This is the only damn thing we need right here.

CHAPTER SIXTEEN

Dakota

I wake up on Spur's couch with his arm across my ribs and the morning light coming through the cabin windows soft and gold.

For a long second I don't move.

He's behind me, his chest against my back, his breath even at the base of my neck, his hand spread flat across my stomach like he had to hold onto something while he slept.

We came here last night from the bedroom at my Pop’s house.

He carried me across the gravel. He laid me down on this couch and lay down behind me without taking his boots off, just like over there.

Neither of us said a word.

We slept like the dead.

I can smell him underneath the soap from his shower yesterday morning. Oil. Road dust. Something else I don't have a name for that I think might be what a man smells like after he's done something the world doesn't want done.

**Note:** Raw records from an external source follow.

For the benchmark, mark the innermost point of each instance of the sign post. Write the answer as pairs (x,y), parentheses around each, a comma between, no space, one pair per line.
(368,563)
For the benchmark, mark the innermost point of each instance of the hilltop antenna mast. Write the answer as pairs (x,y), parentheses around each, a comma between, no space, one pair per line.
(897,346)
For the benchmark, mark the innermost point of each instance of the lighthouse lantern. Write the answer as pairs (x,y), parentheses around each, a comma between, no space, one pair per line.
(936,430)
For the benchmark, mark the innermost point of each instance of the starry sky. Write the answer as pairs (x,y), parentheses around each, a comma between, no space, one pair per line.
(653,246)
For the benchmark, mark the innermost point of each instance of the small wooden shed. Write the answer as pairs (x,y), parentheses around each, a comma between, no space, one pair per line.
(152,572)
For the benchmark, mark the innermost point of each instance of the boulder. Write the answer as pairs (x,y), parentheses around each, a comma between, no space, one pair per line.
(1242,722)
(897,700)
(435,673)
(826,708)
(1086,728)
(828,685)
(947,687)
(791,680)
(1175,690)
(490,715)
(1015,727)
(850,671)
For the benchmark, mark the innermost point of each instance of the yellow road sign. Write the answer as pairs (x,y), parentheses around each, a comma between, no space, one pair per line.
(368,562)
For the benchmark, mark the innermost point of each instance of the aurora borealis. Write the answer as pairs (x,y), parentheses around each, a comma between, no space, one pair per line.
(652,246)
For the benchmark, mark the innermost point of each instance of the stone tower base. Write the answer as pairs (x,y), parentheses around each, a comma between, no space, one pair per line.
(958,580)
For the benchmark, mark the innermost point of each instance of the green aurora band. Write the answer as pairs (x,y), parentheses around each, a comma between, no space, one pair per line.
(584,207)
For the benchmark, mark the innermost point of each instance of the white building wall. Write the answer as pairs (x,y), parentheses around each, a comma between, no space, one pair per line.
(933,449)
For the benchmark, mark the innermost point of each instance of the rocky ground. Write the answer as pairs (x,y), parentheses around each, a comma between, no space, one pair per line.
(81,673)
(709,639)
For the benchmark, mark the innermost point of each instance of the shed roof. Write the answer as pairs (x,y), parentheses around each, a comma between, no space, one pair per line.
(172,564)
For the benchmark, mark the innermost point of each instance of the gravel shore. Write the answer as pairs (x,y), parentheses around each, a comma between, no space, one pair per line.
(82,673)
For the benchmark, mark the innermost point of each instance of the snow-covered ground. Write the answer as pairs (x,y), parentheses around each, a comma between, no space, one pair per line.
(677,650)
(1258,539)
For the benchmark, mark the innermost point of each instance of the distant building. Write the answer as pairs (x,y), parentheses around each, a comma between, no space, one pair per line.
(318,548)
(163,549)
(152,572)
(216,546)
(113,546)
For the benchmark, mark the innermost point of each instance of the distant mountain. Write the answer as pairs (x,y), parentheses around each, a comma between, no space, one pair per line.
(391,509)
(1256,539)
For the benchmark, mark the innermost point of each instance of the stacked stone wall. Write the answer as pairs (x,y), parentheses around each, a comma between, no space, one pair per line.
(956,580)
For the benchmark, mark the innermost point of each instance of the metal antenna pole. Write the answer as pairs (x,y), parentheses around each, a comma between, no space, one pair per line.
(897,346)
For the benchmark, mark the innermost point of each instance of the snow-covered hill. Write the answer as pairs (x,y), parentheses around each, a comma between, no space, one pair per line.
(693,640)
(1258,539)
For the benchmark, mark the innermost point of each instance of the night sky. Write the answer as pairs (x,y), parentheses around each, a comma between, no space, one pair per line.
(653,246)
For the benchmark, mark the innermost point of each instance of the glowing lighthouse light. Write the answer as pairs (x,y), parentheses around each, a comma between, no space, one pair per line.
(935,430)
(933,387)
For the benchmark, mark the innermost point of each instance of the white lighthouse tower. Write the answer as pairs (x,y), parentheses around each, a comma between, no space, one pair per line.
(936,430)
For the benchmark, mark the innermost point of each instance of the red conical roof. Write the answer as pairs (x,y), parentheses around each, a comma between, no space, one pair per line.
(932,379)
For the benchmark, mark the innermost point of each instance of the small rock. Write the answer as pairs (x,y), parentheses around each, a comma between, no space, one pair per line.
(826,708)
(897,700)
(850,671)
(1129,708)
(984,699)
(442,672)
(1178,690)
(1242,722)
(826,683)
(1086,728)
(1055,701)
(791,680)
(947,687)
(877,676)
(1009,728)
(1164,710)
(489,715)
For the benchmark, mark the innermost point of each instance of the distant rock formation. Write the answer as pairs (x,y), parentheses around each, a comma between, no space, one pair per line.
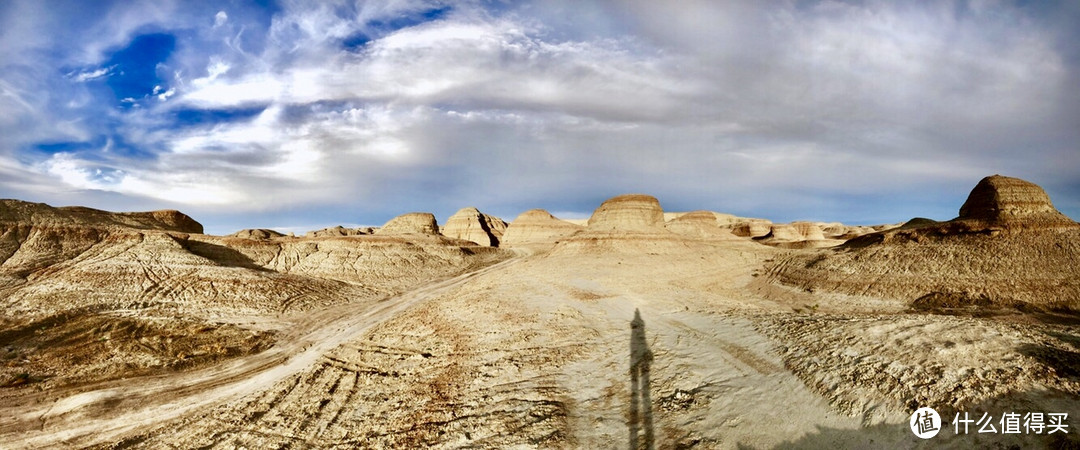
(471,225)
(40,214)
(537,226)
(1009,247)
(809,231)
(754,228)
(339,231)
(412,222)
(1011,203)
(997,205)
(257,233)
(628,213)
(700,223)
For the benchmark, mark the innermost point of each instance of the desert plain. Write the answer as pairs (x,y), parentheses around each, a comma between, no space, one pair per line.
(635,328)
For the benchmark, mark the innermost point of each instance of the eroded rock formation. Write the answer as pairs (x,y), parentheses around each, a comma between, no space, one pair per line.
(537,226)
(471,225)
(412,222)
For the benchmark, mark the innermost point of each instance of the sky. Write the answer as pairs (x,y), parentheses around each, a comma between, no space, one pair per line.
(300,114)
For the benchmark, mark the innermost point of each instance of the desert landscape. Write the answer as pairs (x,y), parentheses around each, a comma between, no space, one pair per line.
(637,327)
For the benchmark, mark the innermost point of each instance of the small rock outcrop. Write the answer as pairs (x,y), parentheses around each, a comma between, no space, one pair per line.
(537,226)
(40,214)
(339,231)
(628,213)
(700,223)
(257,233)
(471,225)
(412,222)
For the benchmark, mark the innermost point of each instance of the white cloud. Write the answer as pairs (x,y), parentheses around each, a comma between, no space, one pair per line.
(728,103)
(84,77)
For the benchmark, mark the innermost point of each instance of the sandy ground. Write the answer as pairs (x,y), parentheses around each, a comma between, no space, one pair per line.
(683,345)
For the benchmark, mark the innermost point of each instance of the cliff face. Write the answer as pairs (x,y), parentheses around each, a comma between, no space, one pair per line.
(471,225)
(1009,246)
(90,296)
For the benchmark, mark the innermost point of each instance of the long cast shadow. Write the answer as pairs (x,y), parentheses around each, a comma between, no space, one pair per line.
(640,404)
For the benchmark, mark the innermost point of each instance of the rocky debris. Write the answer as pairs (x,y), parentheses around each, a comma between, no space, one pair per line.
(40,214)
(257,233)
(340,231)
(628,213)
(412,222)
(537,226)
(471,225)
(752,228)
(700,223)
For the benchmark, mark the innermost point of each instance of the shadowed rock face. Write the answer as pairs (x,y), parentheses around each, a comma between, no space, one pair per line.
(257,233)
(1011,202)
(1009,247)
(412,222)
(628,213)
(537,226)
(40,214)
(471,225)
(752,229)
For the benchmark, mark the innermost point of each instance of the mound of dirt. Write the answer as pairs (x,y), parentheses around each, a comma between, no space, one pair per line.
(257,233)
(628,213)
(471,225)
(40,214)
(339,231)
(700,223)
(1011,203)
(537,226)
(758,228)
(412,222)
(1008,248)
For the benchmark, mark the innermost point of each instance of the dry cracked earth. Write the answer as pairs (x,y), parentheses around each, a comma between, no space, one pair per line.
(132,331)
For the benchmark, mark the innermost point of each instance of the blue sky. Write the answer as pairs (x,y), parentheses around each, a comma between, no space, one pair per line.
(298,116)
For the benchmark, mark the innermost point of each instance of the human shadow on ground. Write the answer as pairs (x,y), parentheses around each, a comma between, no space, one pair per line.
(640,403)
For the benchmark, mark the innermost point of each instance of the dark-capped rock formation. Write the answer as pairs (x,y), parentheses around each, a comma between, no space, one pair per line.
(40,214)
(412,222)
(471,225)
(629,213)
(537,226)
(257,233)
(1009,247)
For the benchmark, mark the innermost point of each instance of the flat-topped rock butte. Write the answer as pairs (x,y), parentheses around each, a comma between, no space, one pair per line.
(642,329)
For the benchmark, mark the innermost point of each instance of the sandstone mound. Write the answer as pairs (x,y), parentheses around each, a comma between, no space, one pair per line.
(809,231)
(257,233)
(538,226)
(339,231)
(412,222)
(40,214)
(471,225)
(700,223)
(1008,248)
(758,228)
(628,213)
(1011,203)
(996,205)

I don't ask. That was the deal.

I roll over slowly and put my face against his collarbone.

He stirs, doesn't wake, his arm tightening around me automatically, and I lie there and listen to the property starting to get busy.

Across the small living room of the cabin, on the kitchen counter, the Camel Wide cigarette is still sitting in its sandwich bag where Spur left it Friday morning when he came in off the round pen.

A few days ago, this man was a name we didn't know.

Today, he will never bother me ever again.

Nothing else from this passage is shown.